Dans le huis clos de cette drôle de famille recomposée, Zhang Yueran dresse le portrait tout en nuances de la Chine d’aujourd’hui.
À propos de l'autrice :
Née dans la province du Shandong en 1982, Zhang Yueran vit à Pékin. Elle est l'une des voix les plus prometteuses et singulières de la littérature chinoise aujourd’hui.
Le Clou, son premier roman traduit en français, a créé l’événement. Un ouvrage majeur de la Chine contemporaine.
Mon Avis :
J'ai découvert ce roman avant sa sortie officielle grâce aux Explorateurs de la rentrée organisés par Lecteurs.com, dont je fais partie. Dans un premier temps, j'ai lu le tiers du livre et donné un premier avis, qui était plutôt positif. J'ai maintenant fini ce livre et voici donc mon avis complet.
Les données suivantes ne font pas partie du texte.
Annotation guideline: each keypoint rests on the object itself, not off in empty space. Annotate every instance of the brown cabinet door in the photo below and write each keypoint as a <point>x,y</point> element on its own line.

Mon premier sentiment à la lecture du premier tiers s'est confirmé avec la suite et fin, dans l'ensemble, j'ai bien aimé cette histoire. Je voudrais tout d'abord souligner que le résumé en dit un peu de trop pour moi. Il donne des informations sur le grand-père et les parents du petit garçon que j'aurais aimé découvrir par moi-même. Heureusement, tout n’est pas dévoilé. Je ne vais pas revenir de trop sur le contenu, ce serait dommage de tout révéler.
J'ai aimé suivre ce huis-clos. Tout va se jouer pendant tout le livre entre la nourrice Yu Ling et le petit garçon, Dada. Tout ce qu'avait prévu Yu Ling pour essayer de se sortir de sa vie, échoue. L’enlèvement de Dada devait lui permettre de demander une rançon à sa famille, très aisée. Mais l’arrestation du grand-père de Dada, suivie de celle de son père, remet tout en question.
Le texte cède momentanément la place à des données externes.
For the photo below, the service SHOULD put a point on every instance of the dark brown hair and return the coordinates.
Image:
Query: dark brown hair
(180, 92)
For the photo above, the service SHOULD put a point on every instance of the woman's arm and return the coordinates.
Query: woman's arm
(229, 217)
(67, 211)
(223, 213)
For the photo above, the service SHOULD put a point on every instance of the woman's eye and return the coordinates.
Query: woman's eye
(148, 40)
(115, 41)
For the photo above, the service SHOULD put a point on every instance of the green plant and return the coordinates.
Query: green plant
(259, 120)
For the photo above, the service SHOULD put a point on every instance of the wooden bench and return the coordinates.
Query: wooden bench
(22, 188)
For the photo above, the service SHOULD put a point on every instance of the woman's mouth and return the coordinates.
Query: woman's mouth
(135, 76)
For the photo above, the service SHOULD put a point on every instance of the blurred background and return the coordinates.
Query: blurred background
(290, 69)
Au début, je ne comprenais pas trop pourquoi Yu Ling agissait ainsi. Je n'arrivais pas à la voir comme quelqu’un de méchant et de criminel. Son ami, M. Courge, est beaucoup plus roublard qu'elle. On sent chez elle un amour pour Dada, et du respect pour ses patrons, et notamment pour la mère de Dada. Et, c’est au fur et à mesure de ma lecture, que j'ai compris d’où venait cet attachement pour le jeune garçon, et alors, Yu Ling m'a parue très humaine. Avec le passé qu'elle a, c’est une femme courageuse, et pleine d'honneur. Elle prend soin de Dada comme si c’était son enfant.
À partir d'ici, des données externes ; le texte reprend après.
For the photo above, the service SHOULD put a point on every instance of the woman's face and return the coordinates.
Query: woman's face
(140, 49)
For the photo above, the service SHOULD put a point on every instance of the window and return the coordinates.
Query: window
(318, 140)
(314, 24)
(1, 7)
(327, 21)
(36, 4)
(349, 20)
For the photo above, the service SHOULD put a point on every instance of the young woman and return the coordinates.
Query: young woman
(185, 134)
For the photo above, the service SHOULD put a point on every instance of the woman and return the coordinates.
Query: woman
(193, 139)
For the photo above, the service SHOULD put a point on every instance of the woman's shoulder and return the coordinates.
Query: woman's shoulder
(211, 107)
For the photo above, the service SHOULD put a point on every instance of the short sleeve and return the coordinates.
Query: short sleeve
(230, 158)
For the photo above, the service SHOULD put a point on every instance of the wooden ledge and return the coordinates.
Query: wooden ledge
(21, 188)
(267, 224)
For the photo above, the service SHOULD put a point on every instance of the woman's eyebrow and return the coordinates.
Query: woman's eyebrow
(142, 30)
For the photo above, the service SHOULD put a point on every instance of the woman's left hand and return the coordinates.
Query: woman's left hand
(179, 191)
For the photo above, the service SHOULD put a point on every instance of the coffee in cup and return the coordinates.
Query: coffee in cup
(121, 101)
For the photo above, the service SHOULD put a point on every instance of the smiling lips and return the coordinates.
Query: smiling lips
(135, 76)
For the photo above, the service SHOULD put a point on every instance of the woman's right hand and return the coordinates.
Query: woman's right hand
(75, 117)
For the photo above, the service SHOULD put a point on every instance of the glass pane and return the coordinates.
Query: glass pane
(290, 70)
Dada, justement, est un petit garçon plein de vie, qui aime sa nounou et souffre de l'absence de ses parents. Il représente très bien ce qu'est un enfant dans une famille aisée, avec un père à la très bonne situation et une mère occupée ailleurs. C’est alors la nourrice qui prend le relais et s'occupe de l'enfant. Le manque des parents est alors fort pour lui, et en même temps, il ne se rend pas compte de l'absence prolongée de ses parents. Il est très touchant, il n’a pas d'amis, pas de copains d'école, il est très solitaire, et j'ai eu bien souvent envie de le réconforter.
L'autrice a très bien dépeint la famille chinoise, avec ses codes d'honneur, ce qu'elle admet de faire ou pas. Peut-être rentre-t-on dans une sorte de cliché avec les gens fortunés qui trempent dans les affaires louches et la corruption, mais il en existe malheureusement tellement, et surtout dans des pays comme la Chine, que cela ne paraît même plus étrange, mais au contraire tout à fait normal.
Je me suis très vite attachée à Dada, j’ai très vite eu envie de le protéger. Comme je le disais plus haut, j'ai eu un peu de mal avec le personnage de Yu Ling au début, mais par la suite, j'ai très vite ressenti une certaine compassion pour elle.
Le choix narratif de l'autrice à la troisième personne du singulier n'est pas celui auquel je suis la plus sensible. Et en même temps, je trouve que c’est tout à fait approprié à ce genre de récit. Cela permet au lecteur de garder une certaine distance par rapport aux événements et aux émotions, et ce n’est pas négligeable ici, car les émotions sont parfois fortes. Plus j’avançais dans le livre et plus j’étais émue. La fin est belle, pleine d'espoir et de bienveillance.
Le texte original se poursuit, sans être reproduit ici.